Grossman’s On Combat


After many interruptions and distractions, I’ve finished reading On Combat: The Psychology and Physiology of Deadly Conflict in War and Peace by Lt. Col. Dave Grossman with Loren W. Christensen (Warrior Science Publications, 2008). I read the book because I wanted to understand my own reaction to being in combat in Vietnam.

Background: As I’ve reported here before, between 1962 and 1975, I was in Vietnam at least four months each year. I had two complete tours there and so many shorter trips that I lost count. I kept getting sent back to Vietnam for several reasons. First, as a National Security Agency (NSA) employee, I knew North Vietnamese communications as well as I knew my own body.

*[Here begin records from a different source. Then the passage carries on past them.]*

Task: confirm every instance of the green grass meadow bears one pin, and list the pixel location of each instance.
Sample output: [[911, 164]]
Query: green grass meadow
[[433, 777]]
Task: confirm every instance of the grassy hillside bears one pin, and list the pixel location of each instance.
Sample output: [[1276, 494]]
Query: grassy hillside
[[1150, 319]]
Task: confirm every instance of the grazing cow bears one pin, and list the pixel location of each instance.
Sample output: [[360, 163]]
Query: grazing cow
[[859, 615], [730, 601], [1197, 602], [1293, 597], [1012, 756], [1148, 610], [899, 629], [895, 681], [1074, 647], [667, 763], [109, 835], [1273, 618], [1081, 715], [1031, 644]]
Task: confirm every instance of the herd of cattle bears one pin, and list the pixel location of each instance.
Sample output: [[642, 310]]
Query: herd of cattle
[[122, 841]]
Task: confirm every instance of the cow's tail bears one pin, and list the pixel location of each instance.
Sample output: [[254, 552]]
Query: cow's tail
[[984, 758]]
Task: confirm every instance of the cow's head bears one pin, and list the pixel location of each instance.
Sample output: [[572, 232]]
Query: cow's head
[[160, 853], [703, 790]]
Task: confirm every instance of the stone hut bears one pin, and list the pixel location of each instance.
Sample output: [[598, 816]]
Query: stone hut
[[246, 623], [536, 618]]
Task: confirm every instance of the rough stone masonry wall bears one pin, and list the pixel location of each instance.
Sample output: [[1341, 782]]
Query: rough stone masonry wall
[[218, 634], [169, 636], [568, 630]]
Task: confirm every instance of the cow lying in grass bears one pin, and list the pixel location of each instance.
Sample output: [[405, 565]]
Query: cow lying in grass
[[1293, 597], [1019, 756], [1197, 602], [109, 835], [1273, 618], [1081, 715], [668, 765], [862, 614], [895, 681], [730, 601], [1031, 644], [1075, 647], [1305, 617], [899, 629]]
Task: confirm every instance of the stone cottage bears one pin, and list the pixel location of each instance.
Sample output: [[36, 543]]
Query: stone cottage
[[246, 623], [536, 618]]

I’d been exploiting them since 1960. Second, I spoke Vietnamese, Chinese, and French, the three languages of Vietnam. Third, and most important, I was willing to go into combat with the army and Marine units I was supporting. That made me very popular with the military—no sooner would I get back to “the world,” what we called the U.S., than a message would from Vietnam asking for me to be sent back, and back I’d go.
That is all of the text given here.